Piloting the use of the YouTube genre as teaching aids in law
Michelle Sanson, Faculty of Law
In their spare time, recent school leavers seek out music downloads, webcam shots, amateur movies, and podcast recordings for their personal amusement, and it is possible that adopting the genre of sites such as YouTube may be an effective tool for teaching law. The YouTube genre refers to the famous website www.youtube.com, where amateur footage is posted online on a range of subjects. It is essentially about an unstructured, unregulated, unpolished broadcasting of anything a person wants, from the exhibitionist to the educational. At present the range of educational videos in teaching law content and legal skills is limited, and those that exist tend to date quite quickly. Adopting a YouTube genre may be a low cost, flexible, effective solution to teaching videos. Using a handycam, Microsoft Moviemaker, and a laptop with a DVD burner, videos may be designed and created for specific teaching tasks, and may be edited and updated quite easily for future use. The 'videos' may be used in face-to-face teaching, or posted on WebCT or even YouTube itself. The presenter is presently piloting the use of YouTube-style audio-visual recordings teaching and learning both content and skills in law, and will present her experience to date as well as an example video.
Teaching aim and goals
To understand Generation Y students, and adapt my teaching practices to take into account their different preferences for learning. Also I believe that Law faculties will have difficulty embedding graduate attributes in the curriculum, and what is needed is a web portal where students can go to learn about each attribute, watch videos of their peers who have the attribute, and do exercises to develop the desired attribute themselves. This approach would support independent learning, a graduate attribute in itself. We just need to make it cutting edge and attractive, and I believe the YouTube genre offers a potential pathway.
Source of the idea
Three separate things occurred that resulted in the idea.
First, last semester I was unable to find a teaching video on native title that was short enough to show in my first year law lecture (10 mins or so). I ended up using a vignette from a longer video, but I could see there is a gap in teaching materials. I know from experience how much students appreciate the use of video/DVD material as a teaching aid, and it is also sound from a teaching point of view in extending the adult concentration span through regular variation in teaching activity.
Second, I had been pondering ways to get senior students to connect with the new law students, because I know from my reading of the research literature how powerful peer learning can be.
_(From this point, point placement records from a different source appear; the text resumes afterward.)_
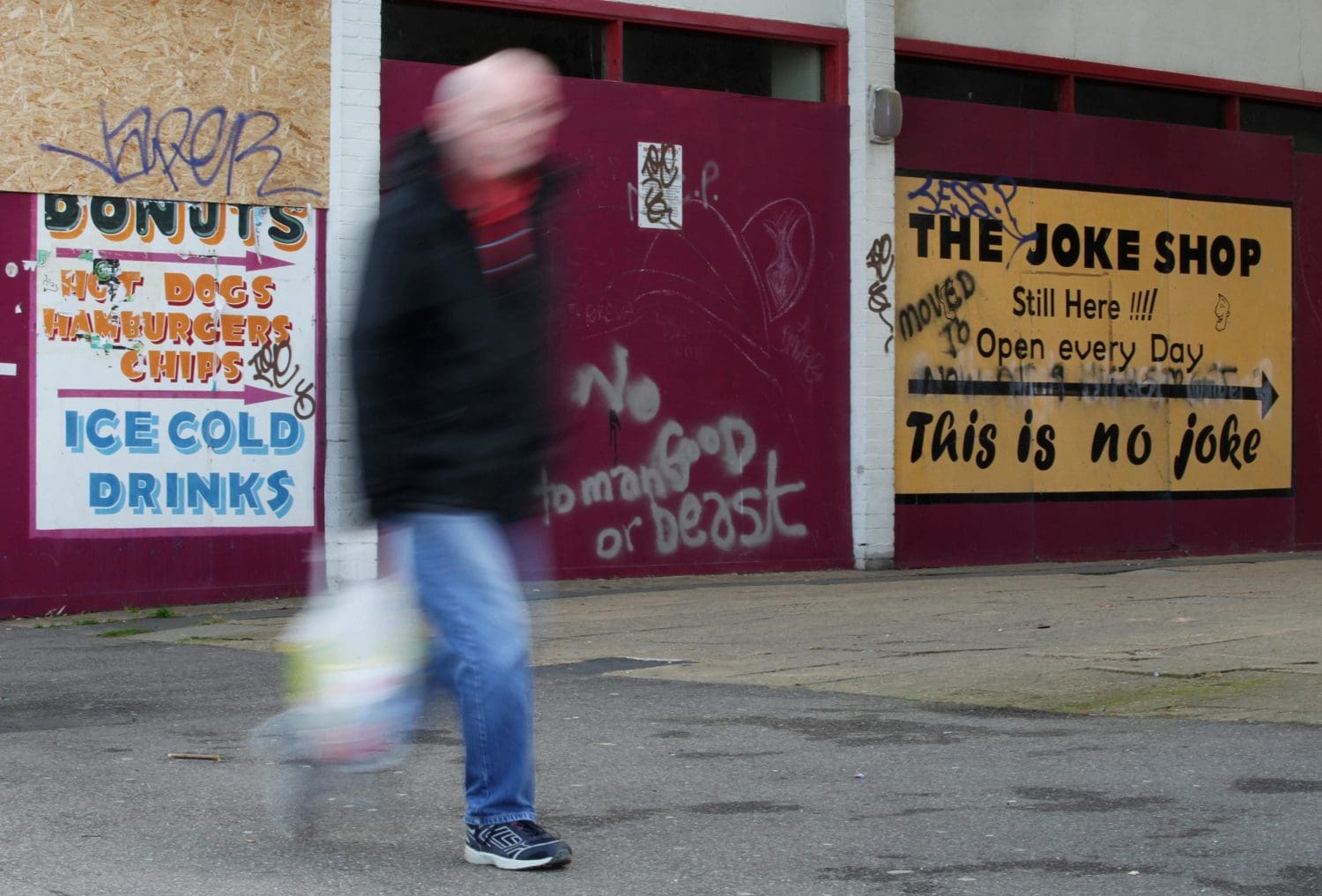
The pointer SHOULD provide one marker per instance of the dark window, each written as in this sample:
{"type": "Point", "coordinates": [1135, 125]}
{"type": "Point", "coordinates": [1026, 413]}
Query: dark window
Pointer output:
{"type": "Point", "coordinates": [727, 63]}
{"type": "Point", "coordinates": [1147, 103]}
{"type": "Point", "coordinates": [1303, 123]}
{"type": "Point", "coordinates": [975, 84]}
{"type": "Point", "coordinates": [459, 36]}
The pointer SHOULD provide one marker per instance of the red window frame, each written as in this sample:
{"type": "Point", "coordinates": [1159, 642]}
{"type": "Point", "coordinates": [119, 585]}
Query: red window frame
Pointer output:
{"type": "Point", "coordinates": [1068, 70]}
{"type": "Point", "coordinates": [833, 41]}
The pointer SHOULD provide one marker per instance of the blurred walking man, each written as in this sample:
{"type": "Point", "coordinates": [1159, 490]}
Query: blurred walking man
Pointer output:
{"type": "Point", "coordinates": [449, 375]}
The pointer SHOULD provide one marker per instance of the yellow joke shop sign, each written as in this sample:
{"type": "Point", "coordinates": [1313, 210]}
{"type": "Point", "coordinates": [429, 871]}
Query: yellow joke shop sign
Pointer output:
{"type": "Point", "coordinates": [1075, 341]}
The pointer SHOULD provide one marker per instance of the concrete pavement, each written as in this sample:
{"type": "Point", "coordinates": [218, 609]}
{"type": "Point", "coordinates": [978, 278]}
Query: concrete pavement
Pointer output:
{"type": "Point", "coordinates": [1227, 639]}
{"type": "Point", "coordinates": [750, 747]}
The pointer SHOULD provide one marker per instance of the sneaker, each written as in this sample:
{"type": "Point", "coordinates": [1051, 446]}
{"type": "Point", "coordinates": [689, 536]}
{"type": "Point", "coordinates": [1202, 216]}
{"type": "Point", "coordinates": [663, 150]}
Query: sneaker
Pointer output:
{"type": "Point", "coordinates": [516, 846]}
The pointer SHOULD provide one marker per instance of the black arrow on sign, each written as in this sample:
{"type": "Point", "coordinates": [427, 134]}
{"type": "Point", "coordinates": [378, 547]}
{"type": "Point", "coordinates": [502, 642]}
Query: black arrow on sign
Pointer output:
{"type": "Point", "coordinates": [1266, 394]}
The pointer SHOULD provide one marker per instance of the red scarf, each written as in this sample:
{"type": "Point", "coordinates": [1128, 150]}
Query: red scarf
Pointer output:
{"type": "Point", "coordinates": [500, 219]}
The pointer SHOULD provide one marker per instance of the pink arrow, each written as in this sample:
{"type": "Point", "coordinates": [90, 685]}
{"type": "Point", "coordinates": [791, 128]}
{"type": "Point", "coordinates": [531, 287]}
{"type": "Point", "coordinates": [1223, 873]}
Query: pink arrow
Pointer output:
{"type": "Point", "coordinates": [250, 394]}
{"type": "Point", "coordinates": [250, 261]}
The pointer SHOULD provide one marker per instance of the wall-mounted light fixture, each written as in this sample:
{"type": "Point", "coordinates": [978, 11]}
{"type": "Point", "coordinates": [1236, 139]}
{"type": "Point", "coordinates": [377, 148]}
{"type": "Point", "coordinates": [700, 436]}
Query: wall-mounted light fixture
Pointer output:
{"type": "Point", "coordinates": [888, 114]}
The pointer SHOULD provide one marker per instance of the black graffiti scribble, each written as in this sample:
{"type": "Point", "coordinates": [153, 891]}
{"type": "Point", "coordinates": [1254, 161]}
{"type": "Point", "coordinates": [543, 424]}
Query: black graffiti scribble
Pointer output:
{"type": "Point", "coordinates": [613, 427]}
{"type": "Point", "coordinates": [271, 365]}
{"type": "Point", "coordinates": [660, 171]}
{"type": "Point", "coordinates": [205, 145]}
{"type": "Point", "coordinates": [880, 259]}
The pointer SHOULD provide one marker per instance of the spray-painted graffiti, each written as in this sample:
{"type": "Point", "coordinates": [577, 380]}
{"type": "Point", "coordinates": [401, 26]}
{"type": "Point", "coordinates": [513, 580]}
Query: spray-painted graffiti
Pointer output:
{"type": "Point", "coordinates": [660, 185]}
{"type": "Point", "coordinates": [680, 515]}
{"type": "Point", "coordinates": [880, 261]}
{"type": "Point", "coordinates": [954, 198]}
{"type": "Point", "coordinates": [205, 145]}
{"type": "Point", "coordinates": [272, 365]}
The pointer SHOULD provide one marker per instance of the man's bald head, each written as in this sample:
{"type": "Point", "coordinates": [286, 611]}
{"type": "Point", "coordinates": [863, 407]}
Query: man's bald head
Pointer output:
{"type": "Point", "coordinates": [497, 116]}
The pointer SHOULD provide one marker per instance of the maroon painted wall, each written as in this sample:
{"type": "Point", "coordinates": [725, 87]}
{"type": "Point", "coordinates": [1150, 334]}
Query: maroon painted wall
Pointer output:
{"type": "Point", "coordinates": [709, 362]}
{"type": "Point", "coordinates": [984, 140]}
{"type": "Point", "coordinates": [42, 573]}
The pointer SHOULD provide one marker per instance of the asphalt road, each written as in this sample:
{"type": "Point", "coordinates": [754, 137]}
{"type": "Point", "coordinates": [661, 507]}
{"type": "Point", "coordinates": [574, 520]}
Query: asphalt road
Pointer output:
{"type": "Point", "coordinates": [661, 787]}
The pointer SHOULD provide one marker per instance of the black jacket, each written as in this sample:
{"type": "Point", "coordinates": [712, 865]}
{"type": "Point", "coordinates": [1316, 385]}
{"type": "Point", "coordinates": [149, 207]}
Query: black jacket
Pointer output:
{"type": "Point", "coordinates": [447, 365]}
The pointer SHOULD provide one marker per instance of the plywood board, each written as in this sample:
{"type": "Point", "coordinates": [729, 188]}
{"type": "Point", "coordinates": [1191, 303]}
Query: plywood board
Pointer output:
{"type": "Point", "coordinates": [221, 100]}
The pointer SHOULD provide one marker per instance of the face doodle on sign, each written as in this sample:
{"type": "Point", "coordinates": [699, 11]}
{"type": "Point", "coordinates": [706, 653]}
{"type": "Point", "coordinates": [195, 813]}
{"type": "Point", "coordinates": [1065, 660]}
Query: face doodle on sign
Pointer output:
{"type": "Point", "coordinates": [1223, 312]}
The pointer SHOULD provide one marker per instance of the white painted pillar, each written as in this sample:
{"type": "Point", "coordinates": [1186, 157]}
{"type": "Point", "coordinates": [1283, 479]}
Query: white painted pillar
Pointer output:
{"type": "Point", "coordinates": [872, 176]}
{"type": "Point", "coordinates": [354, 168]}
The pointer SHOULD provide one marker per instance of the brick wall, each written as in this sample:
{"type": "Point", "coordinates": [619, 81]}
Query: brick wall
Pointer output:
{"type": "Point", "coordinates": [354, 164]}
{"type": "Point", "coordinates": [872, 63]}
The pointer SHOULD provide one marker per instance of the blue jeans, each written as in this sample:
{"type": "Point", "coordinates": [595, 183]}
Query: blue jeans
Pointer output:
{"type": "Point", "coordinates": [464, 575]}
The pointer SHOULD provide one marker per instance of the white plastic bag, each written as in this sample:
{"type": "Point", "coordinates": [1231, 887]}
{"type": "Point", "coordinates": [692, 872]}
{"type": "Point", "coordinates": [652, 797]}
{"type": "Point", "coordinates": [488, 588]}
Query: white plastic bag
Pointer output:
{"type": "Point", "coordinates": [352, 665]}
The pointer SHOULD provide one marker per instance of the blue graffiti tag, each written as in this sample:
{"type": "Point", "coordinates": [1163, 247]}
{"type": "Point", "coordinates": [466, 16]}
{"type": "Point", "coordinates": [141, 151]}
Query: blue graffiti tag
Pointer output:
{"type": "Point", "coordinates": [137, 147]}
{"type": "Point", "coordinates": [972, 200]}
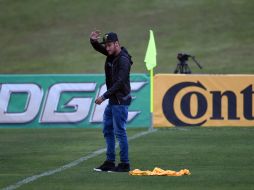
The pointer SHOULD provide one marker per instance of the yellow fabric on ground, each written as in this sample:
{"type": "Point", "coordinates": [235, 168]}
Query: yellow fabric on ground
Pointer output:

Thus far I have applied peer learning within subjects but I wanted a way to apply it across subjects, without taking up too much time or effort for the senior students involved.
Third, students tell me I should 'be on facebook', I should 'check out YouTube', have I seen X, Y, or Z that is in some obscure place on the internet, and 'have you seen that cool video on the Donoghue and Stevenson case?'. So one day I looked at it, and I searched for the topic of my PhD thesis, global governance. I found a video by a man in his 70s, with his views, and I saw it had been viewed hundreds of times. I couldn't believe it - it was so amateur, and yet it was effective, and I felt a connection with his thoughts and ideas, and there was a tool for me to make a comment there.
I realised the YouTube genre could be used as teaching aids - both during class, and online, be it on UTSOnline or actually on YouTube itself. And now we have our first one there, and it has had about 200 views in a month! I had someone in the US email saying he is starting law next year and it will help 'heaps'. So I want to explore using it, and raise the idea amongst others. I have presented on this at the Australasian Law Teachers Association conference in Perth last week, and it was very well received.
Evaluation
It is still in the early stages of the pilot - one video only, and without funding I am limited in what I can do. Without doing a formal evaluation, we have received positive feedback from students involved, from students who saw it on DVD in their seminars this semester, and from the number of views in the first month on YouTube (200).
Michelle Sanson is a lecturer in the UTS Law Faculty who is passionate about teaching and learning. In 2005 she was highly commended in the individual category of the UTS Teaching Award. She has completed a Master of Education in Adult Education in addition to her degrees in business and law, and has a PhD thesis in international law currently under examination. Michelle currently teaches three postgraduate electives in international law.